Let $X$ be connected and locally connected. Let $f:X\to [0,1]$ be bijective continuous function, then $X$ is homeomorphic to $[0,1]$ Let $X$ be connected and locally connected. Let $f:X\to [0,1]$ be continuous and bijective function, then $X$, $[0,1]$ are homeomorphic.
My attempt
Let $A\subset X$ be non-empty open set, let's see f(A) is open. 
we take $y\in f(A)$, then there exist $x\in A$ such that $f(x)=y$ ($f$ bijective).
By hypothesis $X$ is locally connected then exist $V\subset X$ open connected set such that $x\in V\subset A$, by continuity $f(V)$ is connected and $y\in f(V)\subset f(A)\subset  [0,1]$, thus $f(V)$ is an interval, then I think that is enough to prove that $f(V)$ is not of the form $[a,b]$, $[a,b)$, $(a,b]$ for $a>0$, $b<1$
 But I don't know how to prove it.
thanks in advance
 A: Let $I'$ the space with underlying set $I = [0,1]$ and topology $\mathfrak{T}_f = \{ f(U) \mid U \text{ open in } X \}$ (note that this is in fact a topology on $I$ because $f$ is a bijection). Then $f : X \to I'$ is a homeomorphism and the identity map $id : I' \to I$ is continuous which means that $\mathfrak{T}_f$ is finer than the standard topology $\mathfrak{T}$. We have to show that $\mathfrak{T}_f = \mathfrak{T}$.
Since $I'$ is locally connected, the connected open sets of $\mathfrak{T}_f$ form a base of $\mathfrak{T}_f$. Hence it suffices to show that each connected open set of $\mathfrak{T}_f$ belongs $\mathfrak{T}$.
So let $B$ be a connected open set of $\mathfrak{T}_f$. We have $B = id(B)$ connected in $I$, thus each $B$ is an interval. All intervals of the form $[0,1]$, $[0,a)$ with $0 < a \le 1$, $(a,b)$ with $0 \le a < b \le 1$ and $(a,1]$ with $0 \le a < 1$ belong to $\mathfrak{T}$. So let us consider whether other intervals can be open in $I'$.

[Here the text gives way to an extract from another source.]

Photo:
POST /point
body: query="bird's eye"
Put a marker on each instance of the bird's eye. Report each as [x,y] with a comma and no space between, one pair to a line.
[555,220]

1) $B = [a,b]$ with $0 \le a \le b \le 1$ and $\lvert b - a \rvert < 1$.
If it were open, then $V = ((-1,a) \cup (b, 2)) \cap [0,1]$ would be a nonempty open set in $\mathfrak{T }\subset \mathfrak{T}_f$ and $B, V$ would be a decomposition of $I'$ into nonempty disjoint open sets which is impossible. Hence $B$ cannot be open in $I'$.
2) $B = [a,b)$ with $0 < a < b \le 1$.
If it were open, then $B \cup (a,1] = [a,1]$ would be open in $I'$ which is impossible by 1).
3) $B = (a,b]$ with $0 \le a < b < 1$.
If it were open, then $B \cup [0,b) = [0,b]$ would be open in $I'$ which is impossible by 1).